Он заперся в своей комнате. Здесь темнота, усилившаяся от спущенных гардин, увеличивала мрак холодных стен залы и как-то зловеще оттеняла отдаленные углы. Он принялся бродить вокруг стола, как это делал прежде, с опущенною вниз головою и повисшими руками. Иногда, внезапно вздрогнув, останавливался, точно в сумраке этой комнаты, или в его собственных мыслях, перед ним восставало чудовищное привидение. Потом, снова, машинально, как заведенный пружиной автомат, продолжал ходить вокруг по одному и тому же направлению.
В каком кругу мрачных грез вращалась его мысль одновременно с его телом?
За входной дверью послышался шум. Фридрих испугался. Он угадывал, что там стояла Лизи. Вероятно, встревоженная его суровостью обращения и, быть может, считая его больным, она пришла узнать обо всем и сказать ему: «Спи спокойно, мой Фрид». Он не помнит, наверное, запер ли дверь на замок.

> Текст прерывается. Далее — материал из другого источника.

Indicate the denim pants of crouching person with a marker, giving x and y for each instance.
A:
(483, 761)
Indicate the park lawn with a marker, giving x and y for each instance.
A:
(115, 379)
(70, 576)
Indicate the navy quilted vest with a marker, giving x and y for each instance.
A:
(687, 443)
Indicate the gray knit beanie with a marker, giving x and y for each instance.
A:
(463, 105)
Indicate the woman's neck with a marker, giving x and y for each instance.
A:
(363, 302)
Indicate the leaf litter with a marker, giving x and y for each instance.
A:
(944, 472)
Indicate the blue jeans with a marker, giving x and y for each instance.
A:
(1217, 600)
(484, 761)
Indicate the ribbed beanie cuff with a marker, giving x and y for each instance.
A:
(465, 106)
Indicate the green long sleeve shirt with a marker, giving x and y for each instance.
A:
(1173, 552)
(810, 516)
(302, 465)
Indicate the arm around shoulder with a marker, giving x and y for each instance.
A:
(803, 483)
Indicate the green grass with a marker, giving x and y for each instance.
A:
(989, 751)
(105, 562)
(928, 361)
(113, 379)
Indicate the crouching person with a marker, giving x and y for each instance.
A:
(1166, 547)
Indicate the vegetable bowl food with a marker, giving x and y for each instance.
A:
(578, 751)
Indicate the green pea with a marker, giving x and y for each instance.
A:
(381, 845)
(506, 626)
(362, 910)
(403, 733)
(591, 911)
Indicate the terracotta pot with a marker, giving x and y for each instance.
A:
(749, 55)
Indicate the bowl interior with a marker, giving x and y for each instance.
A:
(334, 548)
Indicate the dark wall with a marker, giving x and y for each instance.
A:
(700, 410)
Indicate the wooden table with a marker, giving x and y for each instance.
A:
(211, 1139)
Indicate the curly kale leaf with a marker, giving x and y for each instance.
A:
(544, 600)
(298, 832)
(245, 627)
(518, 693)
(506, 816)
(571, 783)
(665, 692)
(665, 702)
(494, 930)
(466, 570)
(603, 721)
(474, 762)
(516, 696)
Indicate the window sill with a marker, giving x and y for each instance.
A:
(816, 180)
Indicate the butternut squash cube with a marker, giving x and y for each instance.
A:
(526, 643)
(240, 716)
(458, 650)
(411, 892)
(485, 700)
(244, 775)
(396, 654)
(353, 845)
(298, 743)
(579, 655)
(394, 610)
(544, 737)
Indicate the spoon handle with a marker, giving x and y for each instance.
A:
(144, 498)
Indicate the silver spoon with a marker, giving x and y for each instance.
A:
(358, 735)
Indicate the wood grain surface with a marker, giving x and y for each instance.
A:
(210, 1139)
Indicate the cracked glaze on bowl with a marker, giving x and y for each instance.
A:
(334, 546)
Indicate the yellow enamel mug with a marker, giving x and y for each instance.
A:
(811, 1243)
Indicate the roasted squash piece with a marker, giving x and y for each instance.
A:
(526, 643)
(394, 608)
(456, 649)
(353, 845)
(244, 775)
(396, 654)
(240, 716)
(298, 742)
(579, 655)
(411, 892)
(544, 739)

Вот она сейчас быстро войдет сюда, смеясь, с лампой в руке.
При мысли об этом свете и об ее радостной улыбке, которые тотчас будут у него перед глазами, Фридрих, весь дрожа, съежился, как ребенок, который старается сделаться невидимым, когда ему рассказывают о чудовище, которое сейчас схватит его. Но Лизи не вошла, быть может, потому, что не решилась, или же потому, что дверь оказалась запертой. Послышался шелест шелкового платья по каменному полу.
Фридрих глубоко и свободно вздохнул, как после минувшей опасности, и снова принялся ходить вокруг стола.
Часы летели. В замке Лилиенбурге все уже спали. Всюду царствовала тишина. Часы медленно пробили одиннадцать.
Тогда Фридрих направился к двери, тихо отворил ее и стал ощупью спускаться по витой лестнице.
Свежий воздух пахнул ему в лицо и коснулся волос, и он вошел на старинный парадный двор, из которого Лизи сделала курятник. При слабом мерцании звезд виднелись темные тени вьющихся растений, обвивавших беловатые развалины; там и сям на ветвях плодовых деревьев и в щелях стен слышался шелест перьев, тихое воркование птиц.
Фридрих толкнул калитку и очутился в конюшне. Он приласкал рукой тирольскую лошадь, которая тихо заржала, потрясая гривой; потом наскоро оседлал ее и провел двором доброе животное под уздцы; затем, быстро вскочил в седло и, дав шпоры, натянув удила, понесся, как безумный под гору, поднимая за собой облако пыли, и разбрасывая копытами мелкие камни; белая, развевающаяся по ветру лошадиная грива, как белая пена потока, мелькала в темноте.
Куда направлялся Фридрих? Он сам не знал; ему хотелось убежать.
Он бежал от Лизи, от этого ненавистного замка, где он стал жертвой обманчивых грез, и от этих лесов, где скотски наслаждались люди-животные; он отрекался от жизни, которую вел до сих пор, и, главное, желал скрыться из Нонненбурга, куда его хотели вернуть, и где хотели сделать его королем!
Король! Он! Король мужчин и женщин! Мало того, что он принужден был вращаться среди тех, которые погрязли в чувственности, но он должен еще быть их вождем! Его предназначали быть, одним из повелителей того человечества, которое отныне представлялось ему недостойным сообществом развратников и проституток! Хотели сделать из него вожака этого стада! Какое назначение короля! Коронованный обладатель громадного публичного дома. И он убегал, преисполненный глубокого отвращения.